Last week, the provincial government updated their Term Debt Issues document, which lists all the term debt they still have outstanding.
It’s been over 2 months since I last wrote about the Alberta government’s term debt, so I thought I’d write this brief update.
During that time, the UCP government traded 3 more term debts:
# of debts | Total debt | |
---|---|---|
May | 1 | $0.75 billion |
June | 2 | $1.20 billion |
Total | 3 | $1.95 billion |
The earliest any of the 3 debts will mature is 2031. The latest is 2052.
The interest rates on these 3 debts range from 1.65% to 2.95%. However, the effective cost of debt (or the interest rate after tax deductions) ranges from 2.257% to 2.877%.
This new $1.95 billion brings the total term debt traded by the provincial government since the UCP were elected to $36.7 billion, spread out over 77 transactions.
The total amount of term debt owned by the Alberta government is a just shy of $100 billion, more than a third of which has been issued since the UCP were elected a little over 2 years. A little less than half of it was issued during the NDP administration.
The remaining 13% or so was issued under the PC government, dating back to 2008.
Keep in mind, however, that it took the NDP 4 years to rack up $49.72 billion in debt. The UCP have accumulated nearly $37 billion in about 2 years. That gives the NDP an average of $12.43 billion a year, and the UCP an average of $16.93 billion a year, an increase of 36.2%.
At this rate, the UCP will have borrowed a total of $67.7 billion during their 4-year term, which will be 36% more than the NDP borrowed during their 4-year term.
By the 2023 election, provincial debt could total as much as $130.7 billion, and the UCP portion would make up 51.8% of it, assuming they keep borrowing at this rate. That’s including subtracting the two debts that mature before then.
Here’s how the debts look like broken down by month during the UCP’s term:

And by budget year.

Obviously, the pandemic had a lot to do with this. Their 4 highest months were during the first 5 months of the pandemic, totalling $17.4 billion.
The next largest month, was 6 months before the pandemic, however: September 2019 saw the UCP issuing $ 3 billion in term debts. Two months later, they issued $2.25 billion, making November 2019 the 7th highest month.
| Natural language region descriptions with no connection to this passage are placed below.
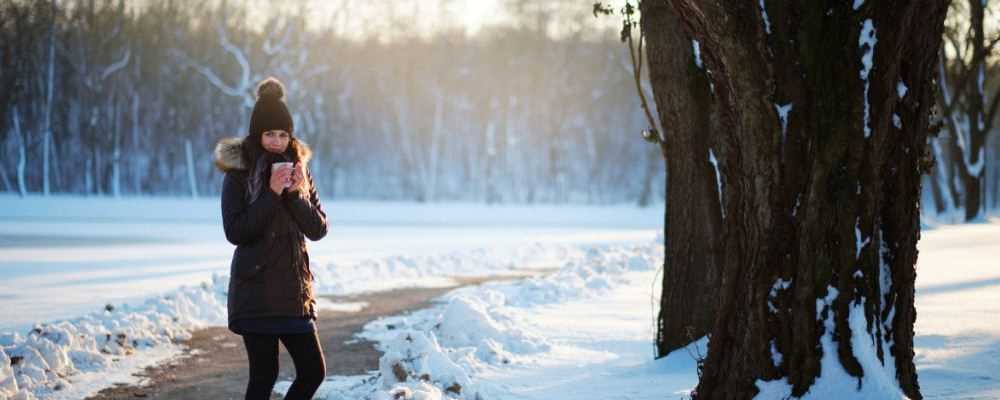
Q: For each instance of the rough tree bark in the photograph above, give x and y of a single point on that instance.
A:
(789, 108)
(693, 219)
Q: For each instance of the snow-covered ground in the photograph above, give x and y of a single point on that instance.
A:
(586, 332)
(65, 256)
(110, 283)
(583, 332)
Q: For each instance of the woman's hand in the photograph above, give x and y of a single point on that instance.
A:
(298, 177)
(278, 179)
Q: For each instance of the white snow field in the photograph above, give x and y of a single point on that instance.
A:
(586, 333)
(583, 332)
(161, 265)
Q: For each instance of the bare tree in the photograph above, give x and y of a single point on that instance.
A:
(787, 109)
(968, 111)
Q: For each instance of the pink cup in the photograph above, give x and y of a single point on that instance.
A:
(276, 166)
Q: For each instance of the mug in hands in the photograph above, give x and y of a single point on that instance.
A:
(280, 165)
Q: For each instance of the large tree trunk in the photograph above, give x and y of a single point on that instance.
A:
(784, 115)
(694, 218)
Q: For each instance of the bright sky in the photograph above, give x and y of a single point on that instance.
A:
(424, 17)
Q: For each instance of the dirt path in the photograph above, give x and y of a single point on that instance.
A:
(214, 364)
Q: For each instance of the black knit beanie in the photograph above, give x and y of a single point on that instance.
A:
(270, 112)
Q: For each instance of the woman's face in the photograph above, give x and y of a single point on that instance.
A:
(275, 141)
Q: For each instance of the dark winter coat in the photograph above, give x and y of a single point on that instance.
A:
(269, 273)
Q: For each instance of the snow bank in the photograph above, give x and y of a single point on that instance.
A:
(438, 353)
(47, 361)
(52, 358)
(395, 272)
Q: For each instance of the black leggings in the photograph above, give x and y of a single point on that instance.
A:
(307, 355)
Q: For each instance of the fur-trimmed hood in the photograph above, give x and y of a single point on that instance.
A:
(228, 155)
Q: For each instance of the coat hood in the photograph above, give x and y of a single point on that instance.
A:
(229, 157)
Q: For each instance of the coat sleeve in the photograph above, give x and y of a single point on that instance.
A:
(308, 212)
(243, 222)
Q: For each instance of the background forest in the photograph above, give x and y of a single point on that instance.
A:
(103, 97)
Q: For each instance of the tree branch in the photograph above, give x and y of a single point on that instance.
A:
(117, 65)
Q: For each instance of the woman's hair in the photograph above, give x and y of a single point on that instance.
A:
(252, 150)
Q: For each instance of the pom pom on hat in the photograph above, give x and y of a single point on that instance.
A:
(270, 89)
(270, 111)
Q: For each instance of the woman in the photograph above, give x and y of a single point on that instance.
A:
(266, 214)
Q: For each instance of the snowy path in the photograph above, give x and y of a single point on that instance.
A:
(62, 257)
(958, 312)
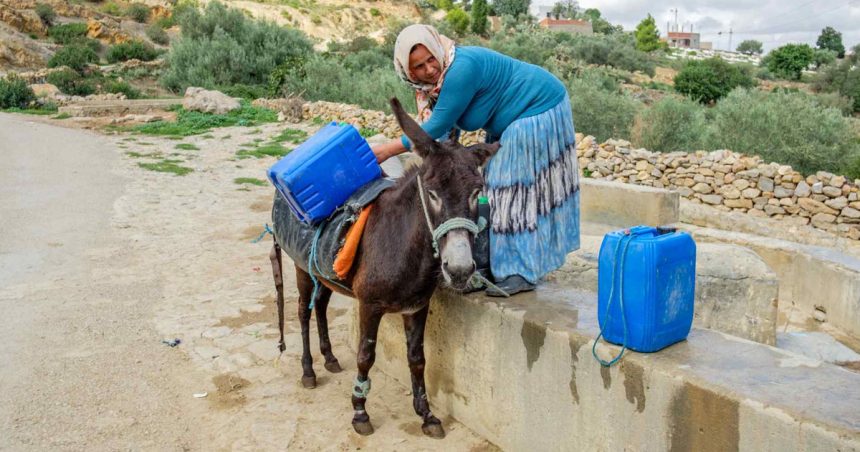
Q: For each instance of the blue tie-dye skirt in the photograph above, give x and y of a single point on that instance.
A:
(533, 188)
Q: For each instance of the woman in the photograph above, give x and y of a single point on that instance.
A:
(533, 181)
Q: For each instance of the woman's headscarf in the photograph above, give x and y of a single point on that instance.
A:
(441, 47)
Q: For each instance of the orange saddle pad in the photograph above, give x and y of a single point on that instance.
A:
(346, 256)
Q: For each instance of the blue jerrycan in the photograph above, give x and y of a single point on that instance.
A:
(646, 280)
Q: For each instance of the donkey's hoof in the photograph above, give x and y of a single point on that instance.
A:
(333, 367)
(309, 382)
(433, 430)
(363, 428)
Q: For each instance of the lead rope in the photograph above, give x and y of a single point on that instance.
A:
(476, 280)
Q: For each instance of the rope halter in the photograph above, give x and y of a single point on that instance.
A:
(448, 226)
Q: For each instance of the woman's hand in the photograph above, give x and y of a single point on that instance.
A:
(384, 151)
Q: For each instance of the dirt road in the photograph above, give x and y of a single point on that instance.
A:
(101, 259)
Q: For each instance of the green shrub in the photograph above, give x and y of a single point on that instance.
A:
(116, 86)
(138, 12)
(671, 124)
(46, 13)
(111, 8)
(194, 122)
(68, 33)
(75, 56)
(328, 79)
(71, 82)
(599, 111)
(783, 127)
(157, 34)
(15, 93)
(222, 47)
(789, 60)
(708, 80)
(458, 20)
(131, 50)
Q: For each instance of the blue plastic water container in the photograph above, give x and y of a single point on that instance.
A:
(321, 173)
(655, 271)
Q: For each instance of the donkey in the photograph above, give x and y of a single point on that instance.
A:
(402, 257)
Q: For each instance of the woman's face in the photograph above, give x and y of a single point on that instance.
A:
(424, 67)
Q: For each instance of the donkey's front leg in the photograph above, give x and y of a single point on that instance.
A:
(368, 326)
(413, 324)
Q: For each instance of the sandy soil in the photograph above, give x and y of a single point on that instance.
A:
(146, 256)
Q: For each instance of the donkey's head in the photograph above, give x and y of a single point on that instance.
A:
(451, 184)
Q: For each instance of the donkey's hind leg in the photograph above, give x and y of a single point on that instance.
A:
(321, 308)
(277, 274)
(414, 324)
(306, 289)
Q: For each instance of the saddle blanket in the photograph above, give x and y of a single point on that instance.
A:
(336, 245)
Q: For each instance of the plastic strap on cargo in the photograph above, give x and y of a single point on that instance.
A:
(628, 235)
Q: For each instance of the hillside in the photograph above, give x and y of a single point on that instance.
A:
(25, 44)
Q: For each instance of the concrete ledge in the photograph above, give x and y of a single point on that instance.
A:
(736, 292)
(118, 107)
(810, 277)
(520, 373)
(625, 205)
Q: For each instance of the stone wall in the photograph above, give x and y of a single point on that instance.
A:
(723, 179)
(732, 182)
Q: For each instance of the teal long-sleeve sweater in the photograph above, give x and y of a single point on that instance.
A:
(484, 89)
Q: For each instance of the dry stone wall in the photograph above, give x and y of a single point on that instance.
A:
(726, 180)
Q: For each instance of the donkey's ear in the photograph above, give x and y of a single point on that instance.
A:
(422, 143)
(484, 151)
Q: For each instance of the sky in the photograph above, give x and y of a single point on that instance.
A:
(773, 22)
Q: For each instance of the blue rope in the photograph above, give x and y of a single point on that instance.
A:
(618, 269)
(268, 230)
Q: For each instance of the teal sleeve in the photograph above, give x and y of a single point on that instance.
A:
(458, 90)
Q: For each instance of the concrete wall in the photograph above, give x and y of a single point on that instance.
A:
(810, 277)
(520, 373)
(736, 292)
(625, 205)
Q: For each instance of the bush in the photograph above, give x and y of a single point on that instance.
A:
(328, 79)
(784, 127)
(222, 47)
(131, 50)
(71, 82)
(708, 80)
(68, 33)
(458, 20)
(116, 86)
(46, 13)
(601, 112)
(670, 125)
(15, 93)
(75, 56)
(789, 60)
(157, 34)
(138, 12)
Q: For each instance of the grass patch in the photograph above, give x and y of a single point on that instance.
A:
(138, 155)
(250, 180)
(294, 136)
(194, 123)
(30, 111)
(266, 150)
(166, 166)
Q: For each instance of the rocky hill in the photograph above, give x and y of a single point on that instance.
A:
(24, 42)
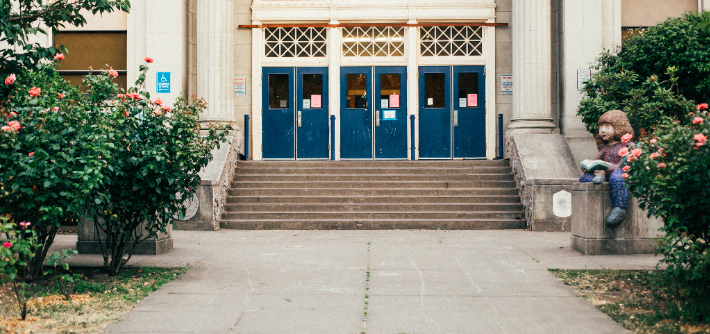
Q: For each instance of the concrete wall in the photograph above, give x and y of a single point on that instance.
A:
(644, 13)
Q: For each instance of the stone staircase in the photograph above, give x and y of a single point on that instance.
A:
(465, 195)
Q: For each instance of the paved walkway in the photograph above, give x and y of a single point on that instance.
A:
(419, 282)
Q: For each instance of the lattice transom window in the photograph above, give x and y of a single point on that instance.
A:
(295, 42)
(451, 41)
(373, 42)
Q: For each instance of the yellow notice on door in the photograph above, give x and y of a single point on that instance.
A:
(472, 100)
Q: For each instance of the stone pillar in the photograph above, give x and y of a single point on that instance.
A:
(532, 66)
(215, 58)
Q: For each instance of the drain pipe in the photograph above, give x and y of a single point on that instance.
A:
(246, 137)
(332, 137)
(411, 120)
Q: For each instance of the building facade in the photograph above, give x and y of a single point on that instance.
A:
(371, 79)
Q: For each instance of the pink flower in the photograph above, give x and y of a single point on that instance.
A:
(10, 79)
(34, 91)
(626, 138)
(623, 151)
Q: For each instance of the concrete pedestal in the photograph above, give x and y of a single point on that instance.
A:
(591, 205)
(88, 240)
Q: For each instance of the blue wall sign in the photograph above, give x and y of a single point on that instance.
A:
(163, 82)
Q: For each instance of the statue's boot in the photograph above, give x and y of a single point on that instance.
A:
(599, 179)
(616, 216)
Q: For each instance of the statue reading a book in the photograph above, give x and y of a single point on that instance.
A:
(613, 125)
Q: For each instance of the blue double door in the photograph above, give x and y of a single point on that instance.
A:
(295, 113)
(373, 112)
(452, 112)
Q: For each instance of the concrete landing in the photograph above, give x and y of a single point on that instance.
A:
(419, 282)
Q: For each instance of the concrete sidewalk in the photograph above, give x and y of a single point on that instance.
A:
(419, 282)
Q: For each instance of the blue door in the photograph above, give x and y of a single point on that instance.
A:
(278, 116)
(390, 112)
(355, 113)
(312, 126)
(435, 112)
(469, 112)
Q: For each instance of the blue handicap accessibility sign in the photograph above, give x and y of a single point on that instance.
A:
(163, 82)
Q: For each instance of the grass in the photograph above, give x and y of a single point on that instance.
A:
(98, 300)
(635, 299)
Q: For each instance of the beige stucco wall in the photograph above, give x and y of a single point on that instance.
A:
(643, 13)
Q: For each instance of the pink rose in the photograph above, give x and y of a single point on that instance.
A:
(623, 151)
(626, 138)
(34, 91)
(10, 79)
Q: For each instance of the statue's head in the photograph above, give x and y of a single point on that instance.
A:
(613, 124)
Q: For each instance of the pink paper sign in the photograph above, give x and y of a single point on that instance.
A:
(472, 100)
(394, 101)
(315, 101)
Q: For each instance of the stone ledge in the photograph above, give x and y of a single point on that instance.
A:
(148, 247)
(612, 246)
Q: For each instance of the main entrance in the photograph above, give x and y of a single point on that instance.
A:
(295, 113)
(452, 121)
(373, 122)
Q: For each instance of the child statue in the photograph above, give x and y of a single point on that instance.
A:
(612, 126)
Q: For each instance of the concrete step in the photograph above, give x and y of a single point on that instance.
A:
(268, 170)
(377, 163)
(375, 224)
(371, 177)
(375, 185)
(386, 207)
(372, 199)
(392, 215)
(372, 192)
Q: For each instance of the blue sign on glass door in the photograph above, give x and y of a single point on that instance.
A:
(163, 82)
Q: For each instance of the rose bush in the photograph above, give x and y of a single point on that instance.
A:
(671, 178)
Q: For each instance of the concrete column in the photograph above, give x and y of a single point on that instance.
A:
(412, 48)
(532, 66)
(214, 58)
(333, 48)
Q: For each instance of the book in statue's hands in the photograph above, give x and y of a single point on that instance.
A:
(595, 165)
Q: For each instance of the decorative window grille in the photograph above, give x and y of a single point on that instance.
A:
(373, 42)
(295, 42)
(451, 41)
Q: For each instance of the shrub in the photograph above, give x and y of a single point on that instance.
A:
(671, 178)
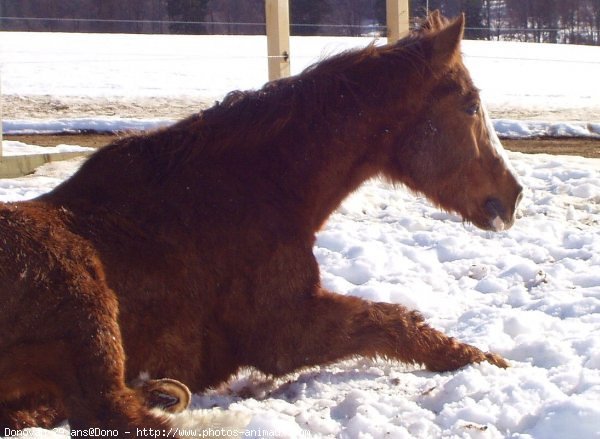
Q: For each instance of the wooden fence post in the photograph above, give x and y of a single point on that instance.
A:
(397, 16)
(278, 38)
(1, 124)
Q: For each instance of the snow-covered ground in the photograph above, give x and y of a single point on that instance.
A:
(531, 293)
(552, 84)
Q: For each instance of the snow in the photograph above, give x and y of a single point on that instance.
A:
(513, 77)
(531, 293)
(15, 148)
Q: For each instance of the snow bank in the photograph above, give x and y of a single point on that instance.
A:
(531, 293)
(506, 128)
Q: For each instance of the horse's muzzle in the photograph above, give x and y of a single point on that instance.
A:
(501, 217)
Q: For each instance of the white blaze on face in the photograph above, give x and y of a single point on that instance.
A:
(495, 141)
(497, 223)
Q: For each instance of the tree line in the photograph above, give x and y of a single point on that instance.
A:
(556, 21)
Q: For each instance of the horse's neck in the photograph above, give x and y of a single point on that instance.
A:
(324, 169)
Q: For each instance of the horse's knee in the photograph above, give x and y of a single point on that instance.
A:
(39, 410)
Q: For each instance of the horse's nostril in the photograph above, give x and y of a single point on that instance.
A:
(495, 208)
(519, 198)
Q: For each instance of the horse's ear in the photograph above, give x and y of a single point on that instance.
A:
(445, 43)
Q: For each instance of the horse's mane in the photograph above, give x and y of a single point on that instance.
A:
(245, 120)
(260, 114)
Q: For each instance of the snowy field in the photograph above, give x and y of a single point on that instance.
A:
(531, 293)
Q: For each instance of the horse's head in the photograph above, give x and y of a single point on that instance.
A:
(450, 152)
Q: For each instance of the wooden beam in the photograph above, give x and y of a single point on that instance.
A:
(278, 38)
(20, 165)
(397, 16)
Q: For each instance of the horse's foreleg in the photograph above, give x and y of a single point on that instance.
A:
(327, 327)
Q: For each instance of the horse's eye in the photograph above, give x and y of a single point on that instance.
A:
(472, 110)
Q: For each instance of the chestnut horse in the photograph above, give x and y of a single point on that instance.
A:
(187, 253)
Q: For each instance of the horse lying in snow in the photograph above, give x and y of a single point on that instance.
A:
(187, 253)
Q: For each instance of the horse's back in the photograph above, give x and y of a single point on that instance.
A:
(41, 265)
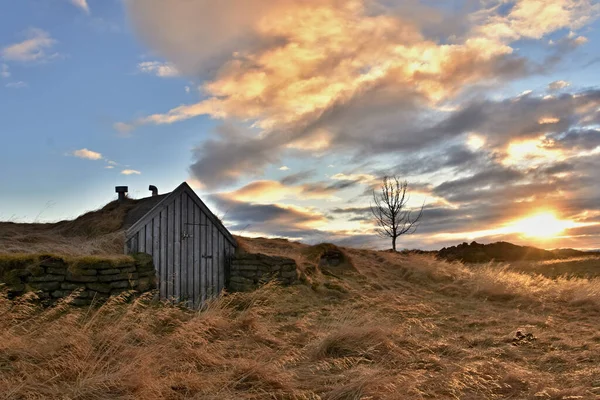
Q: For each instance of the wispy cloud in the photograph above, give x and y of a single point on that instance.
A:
(87, 154)
(161, 69)
(4, 71)
(34, 48)
(82, 5)
(123, 128)
(17, 85)
(558, 85)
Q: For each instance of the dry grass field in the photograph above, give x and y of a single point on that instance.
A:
(391, 326)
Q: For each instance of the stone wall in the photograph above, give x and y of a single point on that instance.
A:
(54, 277)
(248, 271)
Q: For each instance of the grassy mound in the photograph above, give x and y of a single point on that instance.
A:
(95, 232)
(408, 326)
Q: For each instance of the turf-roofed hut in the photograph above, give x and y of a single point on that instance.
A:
(190, 247)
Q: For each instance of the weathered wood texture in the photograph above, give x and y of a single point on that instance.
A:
(191, 249)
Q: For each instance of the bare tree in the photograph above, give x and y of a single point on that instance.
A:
(389, 210)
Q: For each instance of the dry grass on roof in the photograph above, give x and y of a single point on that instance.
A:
(93, 233)
(404, 327)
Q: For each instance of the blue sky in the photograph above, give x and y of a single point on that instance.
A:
(284, 116)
In fact, before the pandemic, the UCP had already borrowed nearly $7 billion in term debts. So, for every $5 in term debt the UCP has issued since taking power, $1 of it was issued before the pandemic.
But the borrowing of $24.3 billion during 2020–2021 wasn’t entirely COVID-19 specific.
According to the 2020-2021 year-end report, the UCP government spent $5.1 billion in COVID-19/Recovery Plan support. Of that $5.1 billion, most of it—$4.1 billion— was for operating expenses:
- $1.1 billion in health
- Continuing care, surgery mitigation, mental health, lab testing, contact tracing, vaccine distribution and other costs
- $626 million for Small and Medium Enterprise Relaunch Grant
- $605 million for municipalities
- Half from Alberta, half from the federal Safe Restart Agreement
- $367 million in critical worker benefits
- $347 million in TIER energy efficiency grants
- $246 million for 50% of small and medium business WCB premiums
- $171 million Safe Return to Class
- $128 million for site rehabilitation
- $0.6 billion in other initiatives
- Skills training, rental assistance, emergency isolation, homeless shelters, food banks, child care, seniors’ lodges, emergency management and pothole repairs.
Then $649 million was spent on capital grants:
- $627 million for municipal stimulus, transportation, water, flood mitigation and TIER-funded energy efficiency projects
- $13 million for Lethbridge Exhibition Centre and Edmonton’s Terwillegar Drive
- $9 million in Education and Infrastructure
And, finally, $402 million was spent on inventory consumption, mostly PPEs.
And if you include capital investment or revenue waivers and deferrals, that jumps to $5.559 billion. That’s still roughly only 20% of the borrowing amount, and that’s assuming it all came from borrowing and not from other sources, such as federal transfers.
So it’s difficult to claim that the higher borrowing was strictly because of the pandemic, given that 80% of the debt didn’t even seem to be necessary to cover COVID-19 and recovery expenses.